Mulheres que tiveram filhos trocados em GO vão morar na mesma cidade para manter contato

Luiz Felipe Fernandes
Especial para o UOL Notícias

Em Goiânia

Até o fim dessa semana, as duas mães que tiveram seus filhos trocados em um hospital de Goiânia no ano passado vão morar na mesma cidade de Goiás. A vendedora Queila Celina dos Santos Fagundes, 22, vai se mudar para Nerópolis (36 km de Goiânia), onde Elaine Gomes de Oliveira Pires, 28, também pretende morar. A decisão, segundo Queila, foi tomada para que as crianças cresçam juntas.

Troca de bebês é marcada por sofrimento

A declaração foi dada em entrevista coletiva na tarde desta terça-feira (4), no escritório do advogado Fabiano Dias.
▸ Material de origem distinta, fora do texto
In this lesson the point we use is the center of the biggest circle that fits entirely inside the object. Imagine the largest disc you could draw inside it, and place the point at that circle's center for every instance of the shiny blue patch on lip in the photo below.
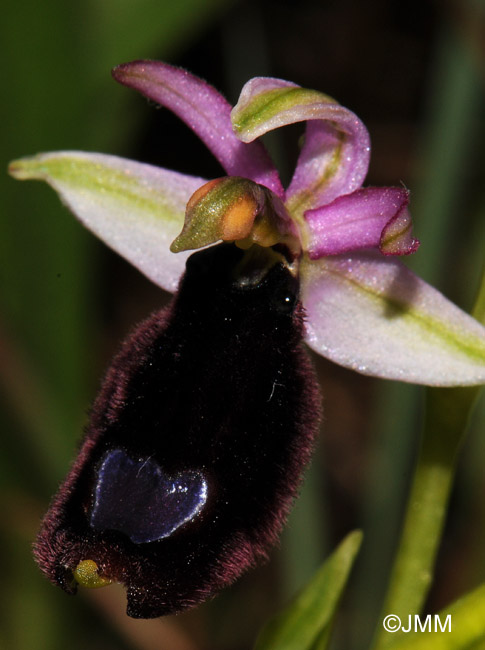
(137, 498)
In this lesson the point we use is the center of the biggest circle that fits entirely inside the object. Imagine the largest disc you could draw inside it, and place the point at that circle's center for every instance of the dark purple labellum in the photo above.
(197, 442)
(138, 499)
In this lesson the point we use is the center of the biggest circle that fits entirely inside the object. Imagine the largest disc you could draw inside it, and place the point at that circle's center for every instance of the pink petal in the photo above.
(335, 156)
(373, 315)
(370, 217)
(206, 112)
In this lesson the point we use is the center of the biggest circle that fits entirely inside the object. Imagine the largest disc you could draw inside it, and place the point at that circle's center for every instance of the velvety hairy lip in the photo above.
(216, 392)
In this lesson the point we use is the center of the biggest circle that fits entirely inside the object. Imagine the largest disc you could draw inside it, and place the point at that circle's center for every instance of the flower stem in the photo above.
(446, 420)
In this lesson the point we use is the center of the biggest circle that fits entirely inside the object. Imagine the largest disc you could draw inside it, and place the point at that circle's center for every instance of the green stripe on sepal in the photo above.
(263, 107)
(136, 209)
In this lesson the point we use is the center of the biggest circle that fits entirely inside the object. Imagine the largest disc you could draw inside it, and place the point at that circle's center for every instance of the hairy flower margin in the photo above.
(364, 309)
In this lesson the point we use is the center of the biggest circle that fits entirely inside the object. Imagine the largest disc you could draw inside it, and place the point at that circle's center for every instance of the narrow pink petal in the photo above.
(373, 315)
(370, 217)
(335, 156)
(206, 112)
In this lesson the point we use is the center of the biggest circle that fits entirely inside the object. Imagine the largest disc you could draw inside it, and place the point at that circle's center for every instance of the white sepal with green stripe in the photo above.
(136, 209)
(373, 315)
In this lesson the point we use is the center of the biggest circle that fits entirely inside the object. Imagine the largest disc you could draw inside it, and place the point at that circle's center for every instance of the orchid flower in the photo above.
(207, 416)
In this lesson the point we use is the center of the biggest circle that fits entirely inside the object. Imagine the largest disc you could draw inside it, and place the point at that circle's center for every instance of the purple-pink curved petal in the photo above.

Foi a primeira vez que Queila falou com a imprensa desde que os bebês foram destrocados, na tarde de ontem. Ela respondeu às perguntas dos jornalistas com o filho nos braços. O menino chegou chorando, mas logo se acalmou e até dormiu durante a entrevista.

O erro cometido no hospital Santa Lúcia, no bairro de Campinas, em Goiânia, foi corrigido um ano, um mês e oito dias depois do nascimento dos bebês. Queila foi a primeira a saber do equívoco, ao fazer um exame de DNA no mês passado. As diferenças físicas do bebê sempre foram motivo de desconfiança por parte do ex-marido. O menino tinha pele e cabelos claros, ao contrário dos pais, que são morenos.

Queila, aparentemente aliviada, repetiu a frase dita por Elaine na segunda-feira, minutos antes da destroca. “Somos como irmãs gêmeas e vamos criar nossos filhos juntas.” A vendedora disse que a primeira noite com o filho biológico foi difícil. Por volta das 21h de ontem, ela pediu que Elaine fosse até sua casa para amamentar a criança. “Ele acordou três vezes, mas não chorou muito”, contou a Queila.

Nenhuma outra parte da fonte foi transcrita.